Thursday, November 18, 2010

Secretariat (Rhoades)

“Secretariat” Wins at Box Office
Reviewed by Shirrel Rhoades

A few years back my wife and I enjoyed a lovely Sunday afternoon at Saratoga, watching the ladies in their finery, the men clutching bet tickets, the thoroughbred horses racing around the track. It was a heady experience, joining the crowd, rooting for a favorite horse as it approached the finish line.

You can get your own racing fix at the Tropic Cinema this weekend, where the movie “Secretariat” is playing. This is the story of the horse that won the Triple Crown. Or more specifically about Penny Chenery, the Virginia “housewife” who bred and championed Secretariat to victory despite all odds.

Diane Lane (“Nights at Rodanthe,” “Under the Tuscan Sun”) captures Penny’s flinty determination and conviction of “I’m that right” about the ability of the large chestnut colt that she nicknamed “Big Red.”
John Malkovich (“Burn After Reading,” “The Great Buck Howard”) is delightfully eccentric as Lucien Lauren, the horse’s trainer. Otto Thornwarth plays the jockey who rode Secretariat into the record books – as well as induction into the National Museum of Racing and Hall of Fame.

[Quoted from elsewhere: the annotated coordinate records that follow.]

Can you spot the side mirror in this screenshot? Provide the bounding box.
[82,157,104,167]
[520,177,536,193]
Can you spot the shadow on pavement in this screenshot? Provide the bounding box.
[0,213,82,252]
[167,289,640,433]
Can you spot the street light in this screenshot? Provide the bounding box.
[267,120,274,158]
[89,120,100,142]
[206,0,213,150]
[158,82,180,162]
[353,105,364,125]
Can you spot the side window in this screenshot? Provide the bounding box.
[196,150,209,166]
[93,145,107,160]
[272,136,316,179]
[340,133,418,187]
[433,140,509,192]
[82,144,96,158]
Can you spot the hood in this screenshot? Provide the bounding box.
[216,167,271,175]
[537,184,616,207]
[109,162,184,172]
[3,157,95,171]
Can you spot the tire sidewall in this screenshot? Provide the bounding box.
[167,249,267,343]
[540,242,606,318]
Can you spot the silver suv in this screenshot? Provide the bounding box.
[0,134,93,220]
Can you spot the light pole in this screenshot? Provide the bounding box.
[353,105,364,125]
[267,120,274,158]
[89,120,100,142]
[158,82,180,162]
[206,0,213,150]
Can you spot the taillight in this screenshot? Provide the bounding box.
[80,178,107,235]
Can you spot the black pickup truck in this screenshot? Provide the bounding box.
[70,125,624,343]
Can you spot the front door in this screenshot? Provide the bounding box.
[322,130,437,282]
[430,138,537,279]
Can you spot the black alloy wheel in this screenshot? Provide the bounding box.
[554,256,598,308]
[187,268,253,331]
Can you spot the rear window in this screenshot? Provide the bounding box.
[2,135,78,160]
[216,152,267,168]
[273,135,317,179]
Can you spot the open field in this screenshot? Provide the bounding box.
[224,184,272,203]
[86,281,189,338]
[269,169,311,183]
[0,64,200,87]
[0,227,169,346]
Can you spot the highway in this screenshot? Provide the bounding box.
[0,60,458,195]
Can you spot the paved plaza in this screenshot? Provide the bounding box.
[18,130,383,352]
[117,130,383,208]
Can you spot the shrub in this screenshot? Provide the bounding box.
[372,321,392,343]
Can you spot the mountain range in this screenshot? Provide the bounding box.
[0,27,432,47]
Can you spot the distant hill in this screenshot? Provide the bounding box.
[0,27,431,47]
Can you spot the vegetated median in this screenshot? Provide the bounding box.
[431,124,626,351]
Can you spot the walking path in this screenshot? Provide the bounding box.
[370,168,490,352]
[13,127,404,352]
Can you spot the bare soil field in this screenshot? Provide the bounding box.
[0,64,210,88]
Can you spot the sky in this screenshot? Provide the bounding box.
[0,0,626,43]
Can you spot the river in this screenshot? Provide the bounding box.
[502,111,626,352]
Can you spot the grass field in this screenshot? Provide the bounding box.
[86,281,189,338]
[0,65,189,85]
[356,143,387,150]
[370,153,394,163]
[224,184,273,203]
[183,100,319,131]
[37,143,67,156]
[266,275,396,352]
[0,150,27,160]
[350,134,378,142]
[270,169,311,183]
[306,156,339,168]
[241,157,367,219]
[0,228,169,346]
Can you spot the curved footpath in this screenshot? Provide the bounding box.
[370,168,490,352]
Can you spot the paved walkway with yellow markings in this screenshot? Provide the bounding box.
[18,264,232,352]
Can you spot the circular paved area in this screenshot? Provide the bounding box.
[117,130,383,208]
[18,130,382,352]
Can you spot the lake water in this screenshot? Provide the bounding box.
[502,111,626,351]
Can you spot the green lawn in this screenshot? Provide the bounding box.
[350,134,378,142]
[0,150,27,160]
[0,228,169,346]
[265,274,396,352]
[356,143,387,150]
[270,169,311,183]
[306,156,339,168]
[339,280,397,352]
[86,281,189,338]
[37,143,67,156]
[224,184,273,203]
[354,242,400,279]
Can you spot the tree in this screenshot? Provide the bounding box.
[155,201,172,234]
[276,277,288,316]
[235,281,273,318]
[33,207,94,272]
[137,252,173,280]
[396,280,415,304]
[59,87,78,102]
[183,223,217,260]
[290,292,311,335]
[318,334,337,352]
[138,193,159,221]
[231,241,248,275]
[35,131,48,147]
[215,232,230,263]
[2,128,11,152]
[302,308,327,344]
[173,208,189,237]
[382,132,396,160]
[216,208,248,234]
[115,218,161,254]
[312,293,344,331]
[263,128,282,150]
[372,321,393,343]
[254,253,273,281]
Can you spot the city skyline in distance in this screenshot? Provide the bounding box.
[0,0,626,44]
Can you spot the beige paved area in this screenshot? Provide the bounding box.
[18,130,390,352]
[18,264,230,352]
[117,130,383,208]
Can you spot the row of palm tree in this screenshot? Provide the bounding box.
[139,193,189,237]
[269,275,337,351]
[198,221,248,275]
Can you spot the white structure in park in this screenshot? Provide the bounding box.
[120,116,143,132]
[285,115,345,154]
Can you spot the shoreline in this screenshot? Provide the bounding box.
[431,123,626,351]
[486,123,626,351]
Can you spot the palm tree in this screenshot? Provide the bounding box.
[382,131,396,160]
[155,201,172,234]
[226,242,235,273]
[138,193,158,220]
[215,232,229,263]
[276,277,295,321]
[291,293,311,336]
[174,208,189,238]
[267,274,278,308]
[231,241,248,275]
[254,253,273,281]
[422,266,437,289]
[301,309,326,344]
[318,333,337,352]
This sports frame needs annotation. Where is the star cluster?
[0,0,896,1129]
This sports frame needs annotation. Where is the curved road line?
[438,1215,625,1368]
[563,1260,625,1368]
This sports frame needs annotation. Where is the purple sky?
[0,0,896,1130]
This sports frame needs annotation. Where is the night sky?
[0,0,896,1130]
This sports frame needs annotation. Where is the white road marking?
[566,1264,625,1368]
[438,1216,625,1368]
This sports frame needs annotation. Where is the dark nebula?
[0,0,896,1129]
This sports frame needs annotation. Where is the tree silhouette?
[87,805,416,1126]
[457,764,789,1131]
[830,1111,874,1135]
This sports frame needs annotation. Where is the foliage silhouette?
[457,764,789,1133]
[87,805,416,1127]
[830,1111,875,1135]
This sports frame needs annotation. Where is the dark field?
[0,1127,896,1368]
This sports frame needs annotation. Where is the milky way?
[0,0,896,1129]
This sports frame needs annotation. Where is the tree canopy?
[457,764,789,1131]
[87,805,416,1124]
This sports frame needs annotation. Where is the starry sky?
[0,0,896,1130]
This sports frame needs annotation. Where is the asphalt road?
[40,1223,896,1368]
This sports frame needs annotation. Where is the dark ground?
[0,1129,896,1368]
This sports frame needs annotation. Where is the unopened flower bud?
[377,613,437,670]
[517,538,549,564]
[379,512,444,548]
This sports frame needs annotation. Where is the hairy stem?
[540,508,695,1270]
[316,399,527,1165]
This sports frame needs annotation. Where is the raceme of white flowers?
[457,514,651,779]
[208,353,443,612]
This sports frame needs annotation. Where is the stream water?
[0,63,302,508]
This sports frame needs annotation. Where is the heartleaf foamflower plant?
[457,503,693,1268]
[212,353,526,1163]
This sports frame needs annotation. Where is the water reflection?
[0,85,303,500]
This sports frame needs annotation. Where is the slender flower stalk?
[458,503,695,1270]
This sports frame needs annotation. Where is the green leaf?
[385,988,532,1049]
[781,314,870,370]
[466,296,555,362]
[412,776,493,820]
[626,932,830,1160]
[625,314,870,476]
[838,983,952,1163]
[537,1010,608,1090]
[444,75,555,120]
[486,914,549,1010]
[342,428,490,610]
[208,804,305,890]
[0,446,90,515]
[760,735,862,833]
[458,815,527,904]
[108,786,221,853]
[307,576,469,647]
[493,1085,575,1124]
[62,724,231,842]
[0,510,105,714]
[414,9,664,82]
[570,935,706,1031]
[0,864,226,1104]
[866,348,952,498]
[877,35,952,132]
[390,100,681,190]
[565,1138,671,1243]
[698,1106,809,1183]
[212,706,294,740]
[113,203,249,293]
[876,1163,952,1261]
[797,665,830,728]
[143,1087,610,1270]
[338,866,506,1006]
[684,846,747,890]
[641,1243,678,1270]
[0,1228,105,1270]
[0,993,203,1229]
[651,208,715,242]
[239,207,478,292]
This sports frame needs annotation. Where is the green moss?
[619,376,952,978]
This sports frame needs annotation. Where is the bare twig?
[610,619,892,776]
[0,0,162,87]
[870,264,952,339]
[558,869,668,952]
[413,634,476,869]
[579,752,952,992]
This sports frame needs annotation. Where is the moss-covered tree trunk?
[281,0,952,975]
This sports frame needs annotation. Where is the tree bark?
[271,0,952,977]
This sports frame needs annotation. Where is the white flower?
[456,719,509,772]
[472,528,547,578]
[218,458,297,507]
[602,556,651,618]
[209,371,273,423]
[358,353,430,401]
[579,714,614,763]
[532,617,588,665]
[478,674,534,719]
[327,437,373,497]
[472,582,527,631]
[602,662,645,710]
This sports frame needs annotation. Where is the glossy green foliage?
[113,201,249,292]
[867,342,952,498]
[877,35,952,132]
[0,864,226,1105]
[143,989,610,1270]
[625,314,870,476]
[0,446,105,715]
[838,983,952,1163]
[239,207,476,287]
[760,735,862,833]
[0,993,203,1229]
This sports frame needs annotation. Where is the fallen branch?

Scott Glenn, James Cromwell, and Fred Dalton Thompson round out the cast, great character actors all.
The Triple Crown of Thoroughbred Racing consists of a series of three races for three-year-old horses – the Kentucky Derby, Preakness Stakes, and Belmont Stakes.

Only eleven horses have ever won all three. And in 1973 Secretariat was the first to win in twenty-five years, establishing new records that have yet to be broken at the Kentucky Derby and Belmont.

What makes this movie different from “Seabiscuit” (2003) and “Phar Lap” (1983)? Rather than focusing on the horse, we get a sharply etched portrait of Helen Bates “Penny” Tweedy (nee Chenery). In 1983 Penny was the first woman ever admitted as a member of The Jockeys Club. And she served as president of the Thoroughbred Owners and Breeders Association from 1976 to 1984.

Diane Lane fits into the role of Penny as comfortably as a ladies glove. Nominated for an Academy Award for her performance in “Unfaithful,” she’s a fine actress. Now happily married to actor Josh Brolin, she had a turbulent childhood. She starred in her first movie (“A Little Romance” with Sir Laurence Olivier) at 13. And appeared on the cover of Time Magazine shortly afterwards. Then she was caught up in her parent’s tug-of-war divorce. Her father eventually won custody, taking her to work with him in his New York taxicab, when her mother moved to Georgia. At 15 she ran off to California with actor Christopher Atkins (“Blue Lagoon”), but returned a week later. She eventually went to Hollywood on her own. Getting so-so roles with steamy sex scenes (“Lady Beware,” “The Big Town,” “Knight Moves”), her career stalled. She was married for six years to moody actor Christopher Lambert (“Highlander”).

Now she’s come into her own. Having once made that difficult transition from child star to grown-up star, she’s just now made that equally difficult transition from sexy young thing to mature character – a determined housewife who breaks into the boys’ club of thoroughbred racing.

Secretariat died in 1989 at the age of 19. Penny Chenery has retired to Colorado to be near her children. And Diane Lane does her part in preserving the legend of the horse that did the impossible and the lady who believed in him.